By now, people would no longer bathe exclusively in collaboration with doctors and Dr. Russell’s remedy of drinking seawater ultimately fell out of fashion. However, the introduction of bath houses made bathing possible also for people too ill or too weak to bathe in the cold and often rough sea.
“Many of the bath houses stayed in use until the 1970’s, to serve the local population who had no running water at home, which was still often the case after World War II”, Jackie continues. In 1860 the Brighton Swimming Club was founded, with the purpose of teaching “the useful art of swimming”. At first, members of the club would have to meet up in the early mornings for their sessions, as this was the only time bathing without the use of a bathing machine was permitted.

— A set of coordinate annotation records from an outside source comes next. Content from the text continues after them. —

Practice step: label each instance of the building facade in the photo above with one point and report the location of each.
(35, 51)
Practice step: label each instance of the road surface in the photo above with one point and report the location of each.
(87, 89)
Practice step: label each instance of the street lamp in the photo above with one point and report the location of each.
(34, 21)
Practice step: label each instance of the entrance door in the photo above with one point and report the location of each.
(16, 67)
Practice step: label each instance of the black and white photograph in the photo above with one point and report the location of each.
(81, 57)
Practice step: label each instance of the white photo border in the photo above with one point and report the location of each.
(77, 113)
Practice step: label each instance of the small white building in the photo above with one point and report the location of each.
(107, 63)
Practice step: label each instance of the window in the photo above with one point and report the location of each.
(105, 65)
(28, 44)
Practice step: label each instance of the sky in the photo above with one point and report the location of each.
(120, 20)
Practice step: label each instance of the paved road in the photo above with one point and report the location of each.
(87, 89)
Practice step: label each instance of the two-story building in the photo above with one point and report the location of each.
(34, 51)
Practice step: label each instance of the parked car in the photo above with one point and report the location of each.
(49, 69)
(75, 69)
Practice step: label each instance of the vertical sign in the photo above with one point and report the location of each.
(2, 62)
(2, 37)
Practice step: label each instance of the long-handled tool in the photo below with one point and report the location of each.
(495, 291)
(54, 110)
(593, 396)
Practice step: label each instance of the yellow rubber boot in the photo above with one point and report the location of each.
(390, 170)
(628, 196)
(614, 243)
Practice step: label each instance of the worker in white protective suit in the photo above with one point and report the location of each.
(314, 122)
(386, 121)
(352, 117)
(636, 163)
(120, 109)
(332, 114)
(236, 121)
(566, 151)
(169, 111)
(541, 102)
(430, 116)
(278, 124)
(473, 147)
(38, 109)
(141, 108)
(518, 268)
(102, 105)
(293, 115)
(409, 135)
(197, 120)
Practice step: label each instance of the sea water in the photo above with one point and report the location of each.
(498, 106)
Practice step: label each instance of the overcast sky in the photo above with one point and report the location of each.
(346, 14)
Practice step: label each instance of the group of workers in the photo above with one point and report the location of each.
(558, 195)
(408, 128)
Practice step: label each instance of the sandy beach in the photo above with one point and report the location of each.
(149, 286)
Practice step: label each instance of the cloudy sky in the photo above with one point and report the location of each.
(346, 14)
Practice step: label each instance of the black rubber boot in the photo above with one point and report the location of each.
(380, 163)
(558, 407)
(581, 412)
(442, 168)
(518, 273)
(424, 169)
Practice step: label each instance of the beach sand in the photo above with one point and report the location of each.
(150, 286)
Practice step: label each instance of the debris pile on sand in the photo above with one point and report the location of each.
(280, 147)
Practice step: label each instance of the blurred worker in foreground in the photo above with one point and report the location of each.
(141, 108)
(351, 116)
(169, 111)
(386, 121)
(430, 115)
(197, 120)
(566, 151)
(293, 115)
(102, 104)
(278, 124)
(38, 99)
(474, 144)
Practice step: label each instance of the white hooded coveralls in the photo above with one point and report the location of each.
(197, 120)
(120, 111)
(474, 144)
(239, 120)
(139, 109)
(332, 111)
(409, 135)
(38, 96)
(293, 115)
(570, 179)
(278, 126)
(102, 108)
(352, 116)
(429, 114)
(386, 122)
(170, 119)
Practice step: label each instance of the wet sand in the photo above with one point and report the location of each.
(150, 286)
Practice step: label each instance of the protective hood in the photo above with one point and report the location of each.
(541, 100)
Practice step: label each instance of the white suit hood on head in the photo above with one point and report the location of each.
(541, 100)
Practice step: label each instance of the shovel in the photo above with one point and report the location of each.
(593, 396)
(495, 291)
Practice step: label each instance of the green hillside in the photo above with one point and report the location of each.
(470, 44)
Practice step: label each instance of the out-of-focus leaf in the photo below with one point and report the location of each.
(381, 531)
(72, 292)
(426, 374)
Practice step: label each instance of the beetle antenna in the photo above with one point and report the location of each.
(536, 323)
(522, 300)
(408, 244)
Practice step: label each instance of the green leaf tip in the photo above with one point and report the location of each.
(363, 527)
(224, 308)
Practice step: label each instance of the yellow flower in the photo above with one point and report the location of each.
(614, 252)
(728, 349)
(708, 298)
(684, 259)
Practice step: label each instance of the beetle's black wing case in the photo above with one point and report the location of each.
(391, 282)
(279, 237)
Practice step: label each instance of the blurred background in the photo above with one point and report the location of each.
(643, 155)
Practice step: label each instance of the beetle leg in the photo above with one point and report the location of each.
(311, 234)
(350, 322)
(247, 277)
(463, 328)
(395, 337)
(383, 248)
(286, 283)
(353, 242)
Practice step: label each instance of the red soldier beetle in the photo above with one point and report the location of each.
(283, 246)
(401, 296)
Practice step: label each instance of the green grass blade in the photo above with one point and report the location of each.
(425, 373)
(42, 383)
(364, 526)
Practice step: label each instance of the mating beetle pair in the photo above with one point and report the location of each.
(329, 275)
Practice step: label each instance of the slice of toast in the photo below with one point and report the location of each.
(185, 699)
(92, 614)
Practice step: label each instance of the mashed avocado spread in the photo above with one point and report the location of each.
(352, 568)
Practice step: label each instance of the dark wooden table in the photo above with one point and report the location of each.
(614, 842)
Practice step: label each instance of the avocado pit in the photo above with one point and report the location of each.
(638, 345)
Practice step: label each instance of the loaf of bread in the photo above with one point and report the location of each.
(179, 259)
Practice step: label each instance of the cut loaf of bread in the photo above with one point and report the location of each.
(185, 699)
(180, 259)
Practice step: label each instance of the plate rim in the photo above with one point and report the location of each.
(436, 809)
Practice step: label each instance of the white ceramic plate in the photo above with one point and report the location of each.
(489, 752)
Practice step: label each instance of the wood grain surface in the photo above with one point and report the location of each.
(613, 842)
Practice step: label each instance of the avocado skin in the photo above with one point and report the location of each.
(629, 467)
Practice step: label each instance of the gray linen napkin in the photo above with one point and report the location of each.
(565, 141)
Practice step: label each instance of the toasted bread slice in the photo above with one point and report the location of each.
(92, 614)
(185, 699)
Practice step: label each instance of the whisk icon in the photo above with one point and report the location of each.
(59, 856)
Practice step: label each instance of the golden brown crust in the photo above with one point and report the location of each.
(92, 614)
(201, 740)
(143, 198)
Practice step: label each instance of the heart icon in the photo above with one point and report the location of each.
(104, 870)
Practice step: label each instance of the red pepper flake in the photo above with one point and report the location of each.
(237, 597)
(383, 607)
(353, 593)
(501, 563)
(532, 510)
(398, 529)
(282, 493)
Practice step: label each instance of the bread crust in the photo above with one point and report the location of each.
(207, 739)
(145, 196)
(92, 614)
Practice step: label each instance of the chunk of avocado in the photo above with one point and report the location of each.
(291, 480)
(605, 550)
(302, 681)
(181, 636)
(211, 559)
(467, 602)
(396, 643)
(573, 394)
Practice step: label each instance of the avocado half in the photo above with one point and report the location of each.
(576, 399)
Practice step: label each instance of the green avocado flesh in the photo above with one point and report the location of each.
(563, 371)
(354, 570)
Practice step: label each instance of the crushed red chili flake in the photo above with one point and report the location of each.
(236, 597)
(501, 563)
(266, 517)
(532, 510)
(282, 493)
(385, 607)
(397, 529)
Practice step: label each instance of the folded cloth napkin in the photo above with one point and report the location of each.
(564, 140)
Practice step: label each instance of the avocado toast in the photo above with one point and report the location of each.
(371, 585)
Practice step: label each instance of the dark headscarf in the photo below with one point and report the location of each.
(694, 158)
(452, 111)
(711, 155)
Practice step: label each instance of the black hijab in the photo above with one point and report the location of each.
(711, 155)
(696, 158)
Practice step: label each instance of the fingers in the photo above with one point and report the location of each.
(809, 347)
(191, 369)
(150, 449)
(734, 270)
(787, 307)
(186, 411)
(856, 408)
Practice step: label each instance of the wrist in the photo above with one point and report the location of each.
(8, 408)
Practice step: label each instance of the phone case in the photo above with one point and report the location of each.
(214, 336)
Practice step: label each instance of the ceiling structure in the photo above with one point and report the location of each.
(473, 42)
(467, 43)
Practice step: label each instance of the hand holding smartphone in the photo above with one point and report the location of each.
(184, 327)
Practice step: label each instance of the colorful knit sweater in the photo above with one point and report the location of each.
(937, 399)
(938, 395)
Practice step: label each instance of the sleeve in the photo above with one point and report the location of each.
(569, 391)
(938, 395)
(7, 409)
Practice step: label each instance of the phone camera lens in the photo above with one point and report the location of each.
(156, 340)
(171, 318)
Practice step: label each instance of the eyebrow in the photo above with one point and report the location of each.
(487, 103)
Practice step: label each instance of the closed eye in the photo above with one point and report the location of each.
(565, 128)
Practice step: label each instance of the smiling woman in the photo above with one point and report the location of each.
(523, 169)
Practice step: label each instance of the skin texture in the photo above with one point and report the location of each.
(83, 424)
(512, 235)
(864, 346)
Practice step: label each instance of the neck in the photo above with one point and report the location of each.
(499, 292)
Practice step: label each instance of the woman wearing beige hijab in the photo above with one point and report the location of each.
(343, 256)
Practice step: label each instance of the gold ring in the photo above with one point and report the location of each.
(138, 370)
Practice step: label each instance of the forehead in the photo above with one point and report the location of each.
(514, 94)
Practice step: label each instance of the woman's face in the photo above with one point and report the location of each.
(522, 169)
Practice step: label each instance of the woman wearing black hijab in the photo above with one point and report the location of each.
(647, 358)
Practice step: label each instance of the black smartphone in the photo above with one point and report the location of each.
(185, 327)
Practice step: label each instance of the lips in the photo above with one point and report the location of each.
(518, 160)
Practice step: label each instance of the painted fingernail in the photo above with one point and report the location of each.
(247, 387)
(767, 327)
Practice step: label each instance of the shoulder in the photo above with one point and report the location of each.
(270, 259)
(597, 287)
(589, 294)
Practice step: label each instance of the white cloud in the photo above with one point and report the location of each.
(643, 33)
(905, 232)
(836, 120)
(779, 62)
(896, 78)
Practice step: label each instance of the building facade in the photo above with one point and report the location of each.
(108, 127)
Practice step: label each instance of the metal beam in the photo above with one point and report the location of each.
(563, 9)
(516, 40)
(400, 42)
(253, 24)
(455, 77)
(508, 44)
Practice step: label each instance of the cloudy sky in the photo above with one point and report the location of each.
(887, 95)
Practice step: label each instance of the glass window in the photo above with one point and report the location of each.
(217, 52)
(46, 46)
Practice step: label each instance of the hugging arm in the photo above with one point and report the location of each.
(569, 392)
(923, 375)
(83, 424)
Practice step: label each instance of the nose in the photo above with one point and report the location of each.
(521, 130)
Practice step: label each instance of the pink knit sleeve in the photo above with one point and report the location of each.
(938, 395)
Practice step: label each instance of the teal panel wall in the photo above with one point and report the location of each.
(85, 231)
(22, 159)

From detriment to regeneration
Until the middle of the 20th century, mainly British people would come to Brighton on holiday. With the advent of affordable commercial flights though, the number of international tourists started to increase. At the same time, the advance of aviation took place to the detriment of domestic Brighton tourism, as Brits started discovering other beach locations where water temperatures and climate were much more enjoyable. And who could blame them?
The seaside resort of Brighton may have lost some of its former glory, but there is no lack of will to restore it. Along the seafront, various refurbishments are being carried out and in addition to that a new open-air swimming centre has been planned for. The latter will be located at Madeira Drive in east Brighton, about halfway between the amusement park at Palace Pier and Brighton Marina. Behind the project stands Sea Lanes Brighton Ltd, an organisation including among others members of the historic swimming club. At its heart is a year-round heated pool, providing the opportunity for swimmers to gain confidence in a kinder version of open water swimming before transferring to the real deal, which will be accessible by means of a wooden boardwalk.
“In a small way, the development of a new outdoor pool at the beachfront is closing the circle for our tradition of open-air and seawater bathing in Brighton”, Jackie concludes with a smile.